Mercosur-Handelsabkommen in EU noch weiter verschoben

Die spanische EU-Präsidentschaft sieht eine weitere Verschiebung der Ratifizierung des Freihandelsabkommens mit den vier südamerikanischen Mercosur-Ländern vor.

Einige EU-Länder bestehen darauf, dass südamerikanische Fleisch- und Lebensmittelprodukte beim Import in das EU dieselben Umweltkriterien erfüllen müssen, die auch für europäische Landwirte gelten.

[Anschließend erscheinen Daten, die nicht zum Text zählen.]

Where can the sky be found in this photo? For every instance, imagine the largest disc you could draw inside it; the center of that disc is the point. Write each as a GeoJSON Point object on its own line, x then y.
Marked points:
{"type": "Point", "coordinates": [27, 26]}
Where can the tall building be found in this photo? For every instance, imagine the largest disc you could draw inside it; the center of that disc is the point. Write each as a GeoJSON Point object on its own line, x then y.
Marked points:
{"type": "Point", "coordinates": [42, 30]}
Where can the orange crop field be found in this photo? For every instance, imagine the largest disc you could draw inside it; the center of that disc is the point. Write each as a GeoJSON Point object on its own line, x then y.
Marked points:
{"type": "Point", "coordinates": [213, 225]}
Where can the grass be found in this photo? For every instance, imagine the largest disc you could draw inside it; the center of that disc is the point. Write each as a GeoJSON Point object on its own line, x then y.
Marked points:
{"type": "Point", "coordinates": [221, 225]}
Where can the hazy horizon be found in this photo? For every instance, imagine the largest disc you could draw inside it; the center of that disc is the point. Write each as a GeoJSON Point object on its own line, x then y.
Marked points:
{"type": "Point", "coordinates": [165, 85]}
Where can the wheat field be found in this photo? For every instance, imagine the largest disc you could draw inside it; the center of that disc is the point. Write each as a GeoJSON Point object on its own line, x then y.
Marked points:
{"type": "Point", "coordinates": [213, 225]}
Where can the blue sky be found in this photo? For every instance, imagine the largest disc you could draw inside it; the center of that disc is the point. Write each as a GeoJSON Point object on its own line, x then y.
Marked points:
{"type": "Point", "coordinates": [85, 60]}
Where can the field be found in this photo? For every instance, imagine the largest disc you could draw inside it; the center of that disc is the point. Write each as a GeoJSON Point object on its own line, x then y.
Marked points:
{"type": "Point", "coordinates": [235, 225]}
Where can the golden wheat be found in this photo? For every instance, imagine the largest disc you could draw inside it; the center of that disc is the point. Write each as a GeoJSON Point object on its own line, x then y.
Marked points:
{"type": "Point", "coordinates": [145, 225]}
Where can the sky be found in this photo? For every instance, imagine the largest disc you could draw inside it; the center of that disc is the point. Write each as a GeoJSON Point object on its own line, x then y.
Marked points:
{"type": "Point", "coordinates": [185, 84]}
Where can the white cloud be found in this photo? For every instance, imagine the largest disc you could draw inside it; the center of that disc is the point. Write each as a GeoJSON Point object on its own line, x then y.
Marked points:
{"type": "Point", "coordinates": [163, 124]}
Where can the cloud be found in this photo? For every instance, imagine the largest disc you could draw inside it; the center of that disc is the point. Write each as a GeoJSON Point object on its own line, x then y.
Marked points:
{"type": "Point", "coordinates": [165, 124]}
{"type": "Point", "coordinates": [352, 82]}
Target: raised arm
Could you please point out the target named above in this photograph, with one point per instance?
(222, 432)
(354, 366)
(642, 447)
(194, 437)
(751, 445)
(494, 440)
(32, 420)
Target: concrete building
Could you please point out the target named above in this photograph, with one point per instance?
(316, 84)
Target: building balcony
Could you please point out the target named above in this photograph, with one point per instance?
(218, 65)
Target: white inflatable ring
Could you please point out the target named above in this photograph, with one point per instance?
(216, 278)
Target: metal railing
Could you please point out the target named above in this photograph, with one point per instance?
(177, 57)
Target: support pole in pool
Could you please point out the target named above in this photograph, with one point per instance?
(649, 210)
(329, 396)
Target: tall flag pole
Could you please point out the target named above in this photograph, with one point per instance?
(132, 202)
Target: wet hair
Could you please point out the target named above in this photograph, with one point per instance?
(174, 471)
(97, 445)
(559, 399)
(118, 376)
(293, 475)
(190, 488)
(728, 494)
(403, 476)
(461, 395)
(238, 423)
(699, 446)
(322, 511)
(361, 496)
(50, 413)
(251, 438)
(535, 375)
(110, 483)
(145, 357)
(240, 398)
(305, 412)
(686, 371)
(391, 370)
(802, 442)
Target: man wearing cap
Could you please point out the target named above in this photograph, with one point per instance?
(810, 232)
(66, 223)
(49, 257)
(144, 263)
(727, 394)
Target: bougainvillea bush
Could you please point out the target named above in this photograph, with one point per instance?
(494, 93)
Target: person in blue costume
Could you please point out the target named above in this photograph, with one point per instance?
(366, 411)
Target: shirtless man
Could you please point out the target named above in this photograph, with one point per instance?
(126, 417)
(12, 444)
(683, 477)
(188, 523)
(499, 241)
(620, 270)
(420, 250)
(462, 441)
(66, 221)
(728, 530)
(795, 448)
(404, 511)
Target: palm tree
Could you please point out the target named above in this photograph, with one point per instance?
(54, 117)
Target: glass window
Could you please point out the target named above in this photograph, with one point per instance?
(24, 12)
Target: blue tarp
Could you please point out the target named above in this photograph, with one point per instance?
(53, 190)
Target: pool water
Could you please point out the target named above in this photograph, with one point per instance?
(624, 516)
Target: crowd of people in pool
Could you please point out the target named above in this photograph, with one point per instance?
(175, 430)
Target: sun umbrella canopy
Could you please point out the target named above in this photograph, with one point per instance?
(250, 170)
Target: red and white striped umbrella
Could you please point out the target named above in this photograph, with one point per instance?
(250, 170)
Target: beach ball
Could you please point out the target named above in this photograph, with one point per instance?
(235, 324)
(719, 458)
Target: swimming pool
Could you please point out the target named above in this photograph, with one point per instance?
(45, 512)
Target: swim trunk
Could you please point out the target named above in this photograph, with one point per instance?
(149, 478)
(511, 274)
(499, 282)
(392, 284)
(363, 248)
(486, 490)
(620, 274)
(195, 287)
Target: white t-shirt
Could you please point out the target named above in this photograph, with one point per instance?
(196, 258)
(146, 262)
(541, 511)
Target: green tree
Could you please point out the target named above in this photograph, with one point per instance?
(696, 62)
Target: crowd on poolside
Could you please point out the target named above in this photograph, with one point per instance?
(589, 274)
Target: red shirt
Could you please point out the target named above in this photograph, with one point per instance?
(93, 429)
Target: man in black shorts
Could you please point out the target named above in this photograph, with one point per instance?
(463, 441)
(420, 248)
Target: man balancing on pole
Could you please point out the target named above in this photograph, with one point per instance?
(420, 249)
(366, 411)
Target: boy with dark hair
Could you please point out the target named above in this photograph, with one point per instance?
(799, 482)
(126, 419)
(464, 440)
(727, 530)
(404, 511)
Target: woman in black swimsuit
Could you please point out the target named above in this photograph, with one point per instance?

Nächste Woche finden neue Verhandlungen über die zusätzlichen europäischen Anforderungen für einen neuen Abschnitt zu Klima und Umwelt im bereits von der EU ausgehandelten Handelsabkommen statt. 

Spanien ist bis Ende dieses Jahres Vorsitzender von EU und sagt, dass das Dossier dann vom Nachfolger Belgien übernommen wird. Der spanische Handelsminister Hector Gomez erwartet, nächste Woche einige „wichtige Differenzen“ beizulegen, sagte jedoch, dass die endgültige Unterzeichnung auf das nächste Semester verschoben werde. 

Da dies in den Wahlkampf zur Europawahl fällt, wird die Ratifizierung voraussichtlich erst von der neuen Europäischen Kommission frühestens Ende 2024 oder Anfang 2025 vorgenommen. Dann ist Ungarn EU-Vorsitzender.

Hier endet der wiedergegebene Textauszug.